HarHarVeryFunny 2 hours ago | parent [-]

That briefly boosted the demand for GPUs (until much of it switched to ASICs), but the existence of GPU compute in the first place came from gaming and NVIDIA's choosing to implement programmability the way they did.

The existence of cheap parallel processing was certainly a necessary enabler for large neural networks to take off.

I don't know who else may have experimented with using GPUs for neural nets before 2012 (not so easy since it required hand coding everything in raw CUDA - no framework support), but AlexNet drew a lot of attention (it was a very dramatic win of the ImageNet 2012 competition - the first neural net entrant, and a win by a very large margin), and large neural net research just accelerated from there.

Scroll_Swe 21 hours ago | parent | prev | next [-]

Thanks AI for destroying my hobby. :)

alephnerd a day ago | parent | prev | next [-]
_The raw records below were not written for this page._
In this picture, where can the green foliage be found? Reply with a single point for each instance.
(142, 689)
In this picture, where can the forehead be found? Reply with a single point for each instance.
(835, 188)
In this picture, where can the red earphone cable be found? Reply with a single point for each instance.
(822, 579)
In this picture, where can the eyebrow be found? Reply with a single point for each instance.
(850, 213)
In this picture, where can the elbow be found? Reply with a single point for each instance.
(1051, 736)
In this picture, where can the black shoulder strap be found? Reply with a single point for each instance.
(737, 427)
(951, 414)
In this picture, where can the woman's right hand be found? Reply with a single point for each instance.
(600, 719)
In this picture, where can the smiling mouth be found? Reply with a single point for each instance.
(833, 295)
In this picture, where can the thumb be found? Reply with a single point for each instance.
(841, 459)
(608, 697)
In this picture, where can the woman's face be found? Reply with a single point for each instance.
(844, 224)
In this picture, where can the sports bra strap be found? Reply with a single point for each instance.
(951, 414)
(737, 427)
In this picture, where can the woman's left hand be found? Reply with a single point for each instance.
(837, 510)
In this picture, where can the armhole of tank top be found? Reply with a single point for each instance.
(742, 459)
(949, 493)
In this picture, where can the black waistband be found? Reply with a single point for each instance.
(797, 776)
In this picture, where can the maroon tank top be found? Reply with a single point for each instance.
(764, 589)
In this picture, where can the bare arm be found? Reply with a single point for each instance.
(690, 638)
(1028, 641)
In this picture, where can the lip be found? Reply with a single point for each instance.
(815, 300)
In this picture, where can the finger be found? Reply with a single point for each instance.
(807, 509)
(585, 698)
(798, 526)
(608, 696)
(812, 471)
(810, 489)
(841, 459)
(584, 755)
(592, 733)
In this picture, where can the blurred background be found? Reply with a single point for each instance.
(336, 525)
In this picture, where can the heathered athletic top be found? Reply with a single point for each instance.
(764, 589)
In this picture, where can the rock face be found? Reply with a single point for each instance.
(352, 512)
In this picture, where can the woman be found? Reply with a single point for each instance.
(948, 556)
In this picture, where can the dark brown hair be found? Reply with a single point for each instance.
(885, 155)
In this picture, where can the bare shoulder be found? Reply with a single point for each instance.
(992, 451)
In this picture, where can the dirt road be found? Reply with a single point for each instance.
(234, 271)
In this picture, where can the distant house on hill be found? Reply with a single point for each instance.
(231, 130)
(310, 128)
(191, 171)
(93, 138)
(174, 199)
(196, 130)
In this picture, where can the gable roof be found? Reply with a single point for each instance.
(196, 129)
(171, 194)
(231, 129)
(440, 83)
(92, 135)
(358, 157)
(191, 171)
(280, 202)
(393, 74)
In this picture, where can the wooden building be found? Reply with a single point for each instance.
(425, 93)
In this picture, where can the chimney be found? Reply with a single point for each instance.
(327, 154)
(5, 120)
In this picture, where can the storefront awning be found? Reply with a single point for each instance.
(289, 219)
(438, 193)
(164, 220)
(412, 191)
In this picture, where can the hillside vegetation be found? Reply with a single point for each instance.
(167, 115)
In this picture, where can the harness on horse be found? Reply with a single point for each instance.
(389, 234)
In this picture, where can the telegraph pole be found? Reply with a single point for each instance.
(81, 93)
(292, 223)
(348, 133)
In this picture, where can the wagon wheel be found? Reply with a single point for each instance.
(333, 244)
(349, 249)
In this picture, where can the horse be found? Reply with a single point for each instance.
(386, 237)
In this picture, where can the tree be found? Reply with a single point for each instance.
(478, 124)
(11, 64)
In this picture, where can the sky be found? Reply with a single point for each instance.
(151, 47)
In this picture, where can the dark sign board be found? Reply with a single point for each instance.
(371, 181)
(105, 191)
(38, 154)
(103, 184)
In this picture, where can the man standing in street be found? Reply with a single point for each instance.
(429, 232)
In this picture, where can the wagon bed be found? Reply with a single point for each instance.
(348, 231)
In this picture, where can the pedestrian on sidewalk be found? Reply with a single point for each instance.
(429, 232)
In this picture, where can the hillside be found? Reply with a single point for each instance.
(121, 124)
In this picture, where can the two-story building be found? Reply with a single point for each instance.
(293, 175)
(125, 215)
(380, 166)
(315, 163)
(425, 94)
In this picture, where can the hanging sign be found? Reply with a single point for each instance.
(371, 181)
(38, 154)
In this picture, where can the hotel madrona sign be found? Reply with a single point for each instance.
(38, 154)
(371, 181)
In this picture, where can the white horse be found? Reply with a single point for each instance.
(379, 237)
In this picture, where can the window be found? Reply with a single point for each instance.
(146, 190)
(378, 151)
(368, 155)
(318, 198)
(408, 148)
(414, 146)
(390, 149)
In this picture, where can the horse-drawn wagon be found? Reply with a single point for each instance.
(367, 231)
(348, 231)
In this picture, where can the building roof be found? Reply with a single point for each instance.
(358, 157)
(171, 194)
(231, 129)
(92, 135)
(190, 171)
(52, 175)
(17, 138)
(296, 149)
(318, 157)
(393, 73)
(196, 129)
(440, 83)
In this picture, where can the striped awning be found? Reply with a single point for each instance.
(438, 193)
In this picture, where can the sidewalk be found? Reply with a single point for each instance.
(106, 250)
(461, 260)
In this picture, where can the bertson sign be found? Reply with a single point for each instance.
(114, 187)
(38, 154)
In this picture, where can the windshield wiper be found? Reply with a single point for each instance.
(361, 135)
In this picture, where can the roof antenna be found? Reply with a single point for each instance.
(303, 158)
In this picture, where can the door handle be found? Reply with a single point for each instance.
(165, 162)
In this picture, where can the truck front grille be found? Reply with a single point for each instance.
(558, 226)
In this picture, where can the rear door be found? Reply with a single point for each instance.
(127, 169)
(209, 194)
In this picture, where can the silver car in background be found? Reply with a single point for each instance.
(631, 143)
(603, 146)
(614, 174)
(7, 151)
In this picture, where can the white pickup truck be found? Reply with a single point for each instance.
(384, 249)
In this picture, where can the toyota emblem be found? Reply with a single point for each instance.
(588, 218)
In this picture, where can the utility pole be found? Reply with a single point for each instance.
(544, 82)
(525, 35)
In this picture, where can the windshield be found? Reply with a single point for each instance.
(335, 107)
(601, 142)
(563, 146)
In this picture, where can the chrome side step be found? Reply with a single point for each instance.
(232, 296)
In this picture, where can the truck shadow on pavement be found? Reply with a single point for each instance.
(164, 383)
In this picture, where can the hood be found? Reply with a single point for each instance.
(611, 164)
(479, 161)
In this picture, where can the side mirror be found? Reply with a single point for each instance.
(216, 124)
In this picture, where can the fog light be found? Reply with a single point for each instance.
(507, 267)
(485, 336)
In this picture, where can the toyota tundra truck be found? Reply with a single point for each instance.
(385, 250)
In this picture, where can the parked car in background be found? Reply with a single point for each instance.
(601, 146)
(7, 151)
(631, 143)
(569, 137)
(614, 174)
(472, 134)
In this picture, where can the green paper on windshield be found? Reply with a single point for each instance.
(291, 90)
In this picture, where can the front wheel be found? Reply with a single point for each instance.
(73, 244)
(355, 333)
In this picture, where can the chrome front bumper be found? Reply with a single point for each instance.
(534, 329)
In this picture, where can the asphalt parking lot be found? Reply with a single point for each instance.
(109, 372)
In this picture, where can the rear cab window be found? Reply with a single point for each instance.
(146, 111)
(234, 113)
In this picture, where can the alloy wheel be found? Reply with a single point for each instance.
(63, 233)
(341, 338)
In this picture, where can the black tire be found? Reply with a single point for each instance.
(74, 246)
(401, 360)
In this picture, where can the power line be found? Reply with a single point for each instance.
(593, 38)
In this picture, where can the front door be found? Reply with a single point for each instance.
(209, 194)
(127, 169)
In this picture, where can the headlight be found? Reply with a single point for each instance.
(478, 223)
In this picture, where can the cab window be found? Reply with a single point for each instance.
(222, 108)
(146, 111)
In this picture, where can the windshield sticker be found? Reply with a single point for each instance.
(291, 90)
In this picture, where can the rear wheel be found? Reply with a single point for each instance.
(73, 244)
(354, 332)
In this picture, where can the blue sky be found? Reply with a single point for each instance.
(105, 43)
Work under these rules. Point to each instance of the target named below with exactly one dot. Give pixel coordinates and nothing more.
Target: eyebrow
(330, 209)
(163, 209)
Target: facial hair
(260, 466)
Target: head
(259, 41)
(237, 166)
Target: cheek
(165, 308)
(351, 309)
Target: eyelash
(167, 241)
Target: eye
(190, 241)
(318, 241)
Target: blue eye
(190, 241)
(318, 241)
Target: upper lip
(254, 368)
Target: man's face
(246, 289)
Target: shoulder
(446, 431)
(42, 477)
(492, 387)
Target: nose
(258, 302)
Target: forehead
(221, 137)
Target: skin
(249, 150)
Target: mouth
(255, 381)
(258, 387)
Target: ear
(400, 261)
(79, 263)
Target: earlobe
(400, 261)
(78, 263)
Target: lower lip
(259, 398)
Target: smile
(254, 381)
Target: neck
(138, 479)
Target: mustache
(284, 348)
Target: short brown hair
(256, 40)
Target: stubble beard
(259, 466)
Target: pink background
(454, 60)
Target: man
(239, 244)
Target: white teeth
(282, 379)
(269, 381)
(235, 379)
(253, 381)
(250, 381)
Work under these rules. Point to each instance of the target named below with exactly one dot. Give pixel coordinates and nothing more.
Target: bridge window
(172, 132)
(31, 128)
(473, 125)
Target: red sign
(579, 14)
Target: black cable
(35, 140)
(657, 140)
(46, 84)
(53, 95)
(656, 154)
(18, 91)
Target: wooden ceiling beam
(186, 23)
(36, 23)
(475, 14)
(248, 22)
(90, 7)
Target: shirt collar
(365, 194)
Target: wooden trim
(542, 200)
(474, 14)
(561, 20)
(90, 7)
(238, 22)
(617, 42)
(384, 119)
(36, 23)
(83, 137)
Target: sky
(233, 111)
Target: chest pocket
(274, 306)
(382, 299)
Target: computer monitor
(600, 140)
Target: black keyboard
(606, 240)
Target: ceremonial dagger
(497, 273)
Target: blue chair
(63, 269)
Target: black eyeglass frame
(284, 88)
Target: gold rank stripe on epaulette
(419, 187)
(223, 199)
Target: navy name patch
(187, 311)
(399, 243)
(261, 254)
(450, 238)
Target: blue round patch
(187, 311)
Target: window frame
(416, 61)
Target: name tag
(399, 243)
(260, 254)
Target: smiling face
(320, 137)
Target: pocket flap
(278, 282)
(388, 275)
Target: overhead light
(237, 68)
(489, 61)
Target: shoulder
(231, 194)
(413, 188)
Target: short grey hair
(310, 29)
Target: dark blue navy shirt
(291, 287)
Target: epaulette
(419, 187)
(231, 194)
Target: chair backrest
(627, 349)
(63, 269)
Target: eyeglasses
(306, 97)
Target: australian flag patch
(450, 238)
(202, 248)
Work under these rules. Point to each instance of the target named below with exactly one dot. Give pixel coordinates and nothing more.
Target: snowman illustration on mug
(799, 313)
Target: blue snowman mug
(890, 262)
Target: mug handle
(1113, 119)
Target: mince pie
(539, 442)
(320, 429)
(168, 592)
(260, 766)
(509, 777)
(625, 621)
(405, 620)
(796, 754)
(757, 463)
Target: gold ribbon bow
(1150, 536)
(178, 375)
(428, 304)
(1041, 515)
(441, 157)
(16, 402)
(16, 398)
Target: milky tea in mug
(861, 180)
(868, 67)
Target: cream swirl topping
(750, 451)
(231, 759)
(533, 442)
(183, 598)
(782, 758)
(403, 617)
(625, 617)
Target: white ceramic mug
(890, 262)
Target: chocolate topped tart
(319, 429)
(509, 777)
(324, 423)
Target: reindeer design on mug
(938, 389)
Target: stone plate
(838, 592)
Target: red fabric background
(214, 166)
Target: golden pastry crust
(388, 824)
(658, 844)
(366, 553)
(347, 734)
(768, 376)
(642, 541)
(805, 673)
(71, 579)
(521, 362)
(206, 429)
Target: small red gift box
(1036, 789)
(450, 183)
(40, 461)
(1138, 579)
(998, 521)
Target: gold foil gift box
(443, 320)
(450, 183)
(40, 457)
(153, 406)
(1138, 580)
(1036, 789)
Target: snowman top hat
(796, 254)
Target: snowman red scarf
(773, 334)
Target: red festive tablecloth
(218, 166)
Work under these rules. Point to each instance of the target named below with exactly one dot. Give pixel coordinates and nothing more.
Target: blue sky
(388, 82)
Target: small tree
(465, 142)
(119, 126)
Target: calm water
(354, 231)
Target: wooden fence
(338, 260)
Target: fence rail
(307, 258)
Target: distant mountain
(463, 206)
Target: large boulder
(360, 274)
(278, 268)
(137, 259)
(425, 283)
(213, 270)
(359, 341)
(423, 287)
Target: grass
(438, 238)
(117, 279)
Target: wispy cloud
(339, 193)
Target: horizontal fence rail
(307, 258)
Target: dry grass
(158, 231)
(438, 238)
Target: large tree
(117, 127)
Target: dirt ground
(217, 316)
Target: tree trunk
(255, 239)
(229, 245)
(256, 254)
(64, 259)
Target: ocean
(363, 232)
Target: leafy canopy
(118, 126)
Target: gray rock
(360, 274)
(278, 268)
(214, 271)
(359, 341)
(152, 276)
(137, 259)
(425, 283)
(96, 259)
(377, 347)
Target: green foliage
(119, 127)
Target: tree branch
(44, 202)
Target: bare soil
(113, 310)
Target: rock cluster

> The current AI boom has more to do with NVIDIA, and the popularity of computer gaming giving us GPU compute, than who was using neural networks back in 1990's

I disagree. But more critically, I'd argue it's the legacy of the PDP project that led to what became foundation models today.

HarHarVeryFunny a day ago | parent [-]

The PDP project was very early - relevant in term of neural net history of course, but hard to see much there relevant to today's large models other than Hinton's reinvention of SGD as an alternative to the layer-wise training that was then the norm.

One interesting thing to note from the PDP handbook are mentions by LeCun and Hinton of what would later be called CNNs, which LeCun claims to have invented. It seems that Hinton deserves just as much credit as LeCun, and in any case these are discussed just as locally connected models using shared weights as an optimization.

AndrewKemendo a day ago | parent | prev [-]

This is well put.

2012 really fundamentally changed everything for the AI community, I’d argue because tensorflow/keras/pytorch followed and that made the infrastructure accessible for distributed training.